I need an regular expression that matches A.*C only if there's no "B" in between. Before and after "A.*C without B in between", any string is allowed (including A, B and C).
"A", "B" and "C" are placeholders for longer strings.
So the regex should match ie. "AfooC", "AfooCbarB", "A C B A", but not "AfooBbarC" or "A B C B".

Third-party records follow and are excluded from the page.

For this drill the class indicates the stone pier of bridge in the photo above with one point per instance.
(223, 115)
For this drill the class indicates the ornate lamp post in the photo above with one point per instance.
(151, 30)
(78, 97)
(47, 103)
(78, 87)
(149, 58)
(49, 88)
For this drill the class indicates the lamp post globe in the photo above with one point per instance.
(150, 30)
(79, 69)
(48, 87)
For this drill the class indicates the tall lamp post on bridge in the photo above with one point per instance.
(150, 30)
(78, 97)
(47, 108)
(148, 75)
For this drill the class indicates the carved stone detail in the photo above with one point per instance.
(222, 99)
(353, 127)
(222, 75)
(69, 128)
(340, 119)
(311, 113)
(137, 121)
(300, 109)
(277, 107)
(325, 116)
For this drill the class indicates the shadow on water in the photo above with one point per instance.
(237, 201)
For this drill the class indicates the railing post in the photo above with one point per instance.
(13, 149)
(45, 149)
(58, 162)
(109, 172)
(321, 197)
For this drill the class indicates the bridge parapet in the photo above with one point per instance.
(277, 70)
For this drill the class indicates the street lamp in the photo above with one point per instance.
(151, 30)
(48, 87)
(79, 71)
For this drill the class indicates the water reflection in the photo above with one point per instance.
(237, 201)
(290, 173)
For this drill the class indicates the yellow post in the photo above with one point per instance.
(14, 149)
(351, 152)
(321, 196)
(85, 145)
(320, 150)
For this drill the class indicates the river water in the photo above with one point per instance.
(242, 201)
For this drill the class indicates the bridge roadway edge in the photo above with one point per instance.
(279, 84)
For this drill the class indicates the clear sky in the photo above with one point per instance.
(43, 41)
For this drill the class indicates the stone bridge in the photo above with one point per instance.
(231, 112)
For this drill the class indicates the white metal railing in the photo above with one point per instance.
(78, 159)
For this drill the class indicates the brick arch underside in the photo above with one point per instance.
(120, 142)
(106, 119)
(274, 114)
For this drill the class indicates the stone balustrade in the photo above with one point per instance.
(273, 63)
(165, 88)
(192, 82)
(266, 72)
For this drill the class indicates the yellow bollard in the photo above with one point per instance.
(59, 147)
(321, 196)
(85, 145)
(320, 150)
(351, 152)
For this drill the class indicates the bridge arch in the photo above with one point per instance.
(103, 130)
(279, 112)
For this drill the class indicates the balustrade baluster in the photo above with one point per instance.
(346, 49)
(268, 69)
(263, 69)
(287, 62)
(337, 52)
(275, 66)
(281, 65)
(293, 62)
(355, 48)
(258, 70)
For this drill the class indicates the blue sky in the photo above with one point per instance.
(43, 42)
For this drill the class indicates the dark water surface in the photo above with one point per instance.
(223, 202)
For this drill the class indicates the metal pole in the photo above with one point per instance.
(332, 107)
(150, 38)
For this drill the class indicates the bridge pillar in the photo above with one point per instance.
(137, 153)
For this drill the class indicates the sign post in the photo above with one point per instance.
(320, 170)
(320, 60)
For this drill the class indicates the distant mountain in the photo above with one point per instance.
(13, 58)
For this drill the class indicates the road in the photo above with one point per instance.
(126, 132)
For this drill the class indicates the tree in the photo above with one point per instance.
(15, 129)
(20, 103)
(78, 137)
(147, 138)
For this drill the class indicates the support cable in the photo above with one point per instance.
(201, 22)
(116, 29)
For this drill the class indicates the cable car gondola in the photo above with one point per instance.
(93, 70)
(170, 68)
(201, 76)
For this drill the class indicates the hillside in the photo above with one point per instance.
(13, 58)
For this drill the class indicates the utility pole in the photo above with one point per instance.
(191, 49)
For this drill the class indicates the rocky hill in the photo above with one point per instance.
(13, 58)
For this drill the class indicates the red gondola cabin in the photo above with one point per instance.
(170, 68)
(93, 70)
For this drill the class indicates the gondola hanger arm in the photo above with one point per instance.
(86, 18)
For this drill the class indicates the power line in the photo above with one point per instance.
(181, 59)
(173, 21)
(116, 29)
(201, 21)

I think I need a .* somewhere between A and B, so I tried (amongst others) these two:
A.*(?!B).*C doesn't work, as the .* after A "eats" the B.
A(?!.*B).*C doesn't work, as it doesn't match ACB. (This time, the first .* "eats" the "C").

Possibly I'm missing something obvious - I can't figure out how to do it.

Thanks for the help, Julian

(Edit: having some formatting troubles...)

+4  A: 

The easiest way to achieve this is using lookarounds:

A((?!B).)*C

This pattern will match A, then any number of characters, and then C. However, because of the negative lookahead on the ., the dot will only match if it isn't going to consume B.

Daniel Vandersluis
Genius. Thanks a lot.
jasamer
+1  A: 

How about A[^B]*C? [^B] is a character class matching "anything but the letter 'B'".

tadzik
That was my first instinct too, but `B` is a placeholder for something longer than one character, so a character class won't work here.
Daniel Vandersluis
@Daniel: Bah. I miss Perl 6's named regexes.
tadzik
A: 

"A[^B]*C". Matches an A, then any number of characters that isn't B, then C.

KeithS
"B" is a placeholder for a longer string. If "B" were, say, "XYZ", the regex would be "A[^(XYZ)]\*B" - but that wouldn't match "AXB", even though the regex I need should.
jasamer
A: 

Why not /A(?!.*B.*(C)).*?C/ ?

Colin Hebert
Why are you capturing the C in the lookahead?
Daniel Vandersluis
Also, the pattern fails to match on `A C B C`.
Daniel Vandersluis
Close... but it doesn't match "A C B C"... perhaps I still didn't describe precisely enough, that there can be any string after the "A C" without "B" in between...
jasamer
A: 

How about this:

\AA.+(?<!(.*cheesey.*))C\Z

The (?<!(.*cheesey.*)) does a negative lookbehind for the pattern .*cheesey.* and stops matching if it finds a match. The anchors are there to stop it from chopping off the end and matching in the middle even though 'cheesey' might be at the end.